Break the list into smaller lists of a given size:
$list = new ListCollection([1, 2, 3, 4, 5]);
$chunks = $list->chunk(2);

// Result: [
//     0 => ListCollection([0 => 1, 1 => 2]),
//     1 => ListCollection([0 => 3, 1 => 4]),
//     2 => ListCollection([0 => 5])
// ]
Each chunk is a ListCollection with sequential keys.

reverse()

Reverse the order of elements:
$list = new ListCollection([1, 2, 3]);
$reversed = $list->reverse();

// Result: [0 => 3, 1 => 2, 2 => 1]

shuffle()

Randomly shuffle the list:
$list = new ListCollection([1, 2, 3, 4, 5]);
$shuffled = $list->shuffle();

// Result: Random order, but always [0, 1, 2, 3, 4] as keys

nth()

Get every nth element:
$list = new ListCollection(['a', 'b', 'c', 'd', 'e', 'f']);
$result = $list->nth(2);

// Result: [0 => 'a', 1 => 'c', 2 => 'e']

Padding and Replacing

pad()

Pad the list to a specified length with a value:
$list = new ListCollection([1, 2]);
$result = $list->pad(5, 0);

// Result: [0 => 1, 1 => 2, 2 => 0, 3 => 0, 4 => 0]

replace()

Replace elements at specific indices:
$list = new ListCollection(['a', 'b', 'c']);
$result = $list->replace([1 => 'B']);

// Result: [0 => 'a', 1 => 'B', 2 => 'c']

splice()

Remove and/or replace a portion of the list:
// Remove elements
$list = new ListCollection(['a', 'b', 'c', 'd', 'e']);
$spliced = $list->splice(1, 2);

// $spliced: [0 => 'b', 1 => 'c']
// $list: [0 => 'a', 1 => 'd', 2 => 'e']
With replacement:
$list = new ListCollection(['a', 'b', 'c', 'd']);
$spliced = $list->splice(1, 1, ['X', 'Y']);

// $spliced: [0 => 'b']
// $list: [0 => 'a', 1 => 'X', 2 => 'Y', 3 => 'c', 4 => 'd']

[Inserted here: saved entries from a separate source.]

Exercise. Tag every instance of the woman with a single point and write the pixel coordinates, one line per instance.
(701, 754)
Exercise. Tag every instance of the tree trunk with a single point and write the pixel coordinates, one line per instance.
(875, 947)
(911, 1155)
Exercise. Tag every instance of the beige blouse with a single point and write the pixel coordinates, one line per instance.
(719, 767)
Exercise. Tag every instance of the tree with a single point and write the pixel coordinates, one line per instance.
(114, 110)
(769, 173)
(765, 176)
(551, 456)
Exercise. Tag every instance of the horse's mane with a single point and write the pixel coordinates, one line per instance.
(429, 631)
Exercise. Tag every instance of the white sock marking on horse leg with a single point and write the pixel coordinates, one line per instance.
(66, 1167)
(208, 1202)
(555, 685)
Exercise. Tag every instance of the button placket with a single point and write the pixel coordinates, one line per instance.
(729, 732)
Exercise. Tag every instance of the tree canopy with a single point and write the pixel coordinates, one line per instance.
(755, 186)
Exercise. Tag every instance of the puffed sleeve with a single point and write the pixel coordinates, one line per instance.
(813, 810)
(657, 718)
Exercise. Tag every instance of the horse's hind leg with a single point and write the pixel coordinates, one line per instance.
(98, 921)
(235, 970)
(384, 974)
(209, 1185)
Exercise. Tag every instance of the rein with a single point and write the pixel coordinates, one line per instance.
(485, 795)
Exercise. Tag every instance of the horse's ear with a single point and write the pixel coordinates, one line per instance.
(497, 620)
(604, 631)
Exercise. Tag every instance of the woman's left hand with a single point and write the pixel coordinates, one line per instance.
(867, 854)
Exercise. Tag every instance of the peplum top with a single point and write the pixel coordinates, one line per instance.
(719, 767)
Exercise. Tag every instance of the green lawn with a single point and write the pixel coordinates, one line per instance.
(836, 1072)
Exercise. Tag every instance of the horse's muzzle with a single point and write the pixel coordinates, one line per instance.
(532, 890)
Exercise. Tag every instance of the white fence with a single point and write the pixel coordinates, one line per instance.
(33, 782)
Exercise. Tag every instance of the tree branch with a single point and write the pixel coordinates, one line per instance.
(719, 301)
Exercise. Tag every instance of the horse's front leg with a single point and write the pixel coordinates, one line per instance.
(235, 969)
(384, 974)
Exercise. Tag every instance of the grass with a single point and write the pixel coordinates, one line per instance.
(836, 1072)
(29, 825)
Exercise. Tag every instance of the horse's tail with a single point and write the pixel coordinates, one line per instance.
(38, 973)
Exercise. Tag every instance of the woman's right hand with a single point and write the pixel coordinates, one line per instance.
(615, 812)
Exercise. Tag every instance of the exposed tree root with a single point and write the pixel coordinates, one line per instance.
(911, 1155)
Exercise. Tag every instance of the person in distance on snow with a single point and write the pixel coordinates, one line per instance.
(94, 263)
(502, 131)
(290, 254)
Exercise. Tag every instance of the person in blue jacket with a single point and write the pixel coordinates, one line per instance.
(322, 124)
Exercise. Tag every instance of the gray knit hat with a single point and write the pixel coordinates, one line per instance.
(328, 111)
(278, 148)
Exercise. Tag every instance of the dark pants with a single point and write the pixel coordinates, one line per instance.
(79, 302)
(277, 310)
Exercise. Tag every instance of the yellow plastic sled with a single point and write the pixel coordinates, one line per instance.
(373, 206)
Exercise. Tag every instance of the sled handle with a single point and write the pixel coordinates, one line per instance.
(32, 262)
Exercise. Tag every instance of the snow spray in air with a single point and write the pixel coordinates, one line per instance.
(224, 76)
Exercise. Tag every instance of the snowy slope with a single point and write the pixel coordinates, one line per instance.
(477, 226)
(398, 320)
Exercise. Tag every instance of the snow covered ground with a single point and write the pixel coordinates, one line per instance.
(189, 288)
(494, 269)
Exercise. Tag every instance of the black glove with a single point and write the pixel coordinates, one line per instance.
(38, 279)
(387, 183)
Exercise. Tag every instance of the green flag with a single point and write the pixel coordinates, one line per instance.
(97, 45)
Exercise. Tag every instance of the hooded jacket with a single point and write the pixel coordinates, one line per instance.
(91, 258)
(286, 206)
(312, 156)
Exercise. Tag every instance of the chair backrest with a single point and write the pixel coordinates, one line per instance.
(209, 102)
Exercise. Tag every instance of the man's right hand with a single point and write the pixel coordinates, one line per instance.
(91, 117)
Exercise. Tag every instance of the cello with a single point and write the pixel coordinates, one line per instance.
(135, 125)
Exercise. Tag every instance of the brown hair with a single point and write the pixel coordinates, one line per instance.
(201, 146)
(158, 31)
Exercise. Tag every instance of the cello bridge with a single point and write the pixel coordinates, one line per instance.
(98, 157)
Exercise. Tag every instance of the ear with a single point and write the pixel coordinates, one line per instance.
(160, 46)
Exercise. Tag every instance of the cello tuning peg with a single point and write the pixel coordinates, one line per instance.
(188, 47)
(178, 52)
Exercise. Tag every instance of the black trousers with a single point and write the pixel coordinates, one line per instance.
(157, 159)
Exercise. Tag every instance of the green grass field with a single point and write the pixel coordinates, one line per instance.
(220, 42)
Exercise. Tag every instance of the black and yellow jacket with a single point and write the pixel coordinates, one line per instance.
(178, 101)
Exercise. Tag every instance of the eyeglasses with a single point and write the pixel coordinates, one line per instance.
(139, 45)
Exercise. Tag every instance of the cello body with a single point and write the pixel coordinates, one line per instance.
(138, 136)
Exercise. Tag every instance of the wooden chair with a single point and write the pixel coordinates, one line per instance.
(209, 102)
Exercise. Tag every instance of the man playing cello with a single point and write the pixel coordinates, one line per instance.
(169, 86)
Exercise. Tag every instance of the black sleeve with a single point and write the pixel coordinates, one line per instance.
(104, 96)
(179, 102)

Blocked Transformation Methods

Some Collection methods are not available on ListCollection because they produce associative keys:
// Throws BadMethodCallException
$list->mapWithKeys(fn ($item) => [$item['key'] => $item['value']]);
All transformation methods return ListCollection instances with sequential numeric keys, ensuring type safety and predictable behavior.